I feel the problem for Optane on the consumer side is the large fall in NAND prices over the last year and half. This has greatly extended the price differential between NAND drives and Optane. As such I wonder how much this effects Optane (or 3D xpoint as a whole) product plans for the consumer market.
People are willing to spend crazy $ for top performing products so if Optane was a simple drop in solution it would find a home in the enthusiast market.
High capacity SSDs with low cost NAND paired with high speed Optane would be a cool solution if the actual software lived on the drive itself allowing them to simply appear as a single NVMe SSD to the system.
The hybrid drives offer nothing that I want. I will continue to pair a low cost SSD with an 800p (and later 815p) cache drive and continue to ignore everything Intel wants me to do with their product.
High capacity SSDs with low cost NAND paired with high speed Optane would be a cool solution if the actual software lived on the drive itself allowing them to simply appear as a single NVMe SSD to the system.
Enterprise and Optane is of course a different matter.

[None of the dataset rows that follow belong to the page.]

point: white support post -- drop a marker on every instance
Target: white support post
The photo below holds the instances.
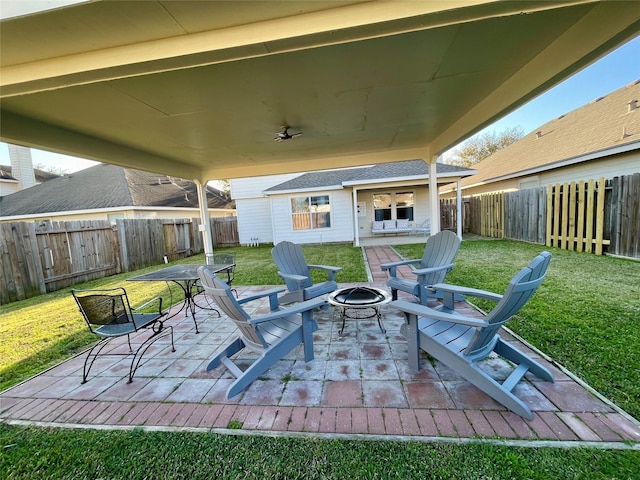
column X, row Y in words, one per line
column 434, row 197
column 356, row 230
column 205, row 223
column 459, row 208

The cost to performance (or gain) calculation is also different there.
I feel the problem for Optane on the consumer side is the large fall in NAND prices over the last year and half.
Main reason I'm getting 16Gb more of ram instead of more optane module is because the price of the 32Gb/58Gb modules isn't cheap enough vs ram.
Persistence makes it a better caching solution(because you don't need to load every reboot), but yes you are right.*
It's still cheaper per GB, but the advantages of greater bit density solutions like Optane(even NAND) only shows in larger capacities. 32GB SSDs are not that cheap, its in the 128/256/512GB capacities where the advantages really show.
So expect Optane to get advantages over RAM in not offering cheaper memory, but by offering greater capacities. Future Optane won't be cheaper, but at the same, or slightly higher cost offer significantly higher capacities.
*Needing to load is the real problem, and where people are looking forward to superfast NV memory like Optane. That's why I'm expecting the DIMM version to be the one that shines.
I have been working with Optane DC Persistent Memory. This is speaking from the Enterprise side, I have no idea what Intel plans for desktop regarding this.
Have to wonder if it would be useful to use Optane PM via PCIe 5 CXL instead of DIMMs.
I finally got my 4X 905P setup up and running (and bootable). I ran into a snag with my Asus Hyper 16X. It turns out that it has crap power delivery and was corrected in a their V2 card.
but for a single user the 1q1t 4k is most important.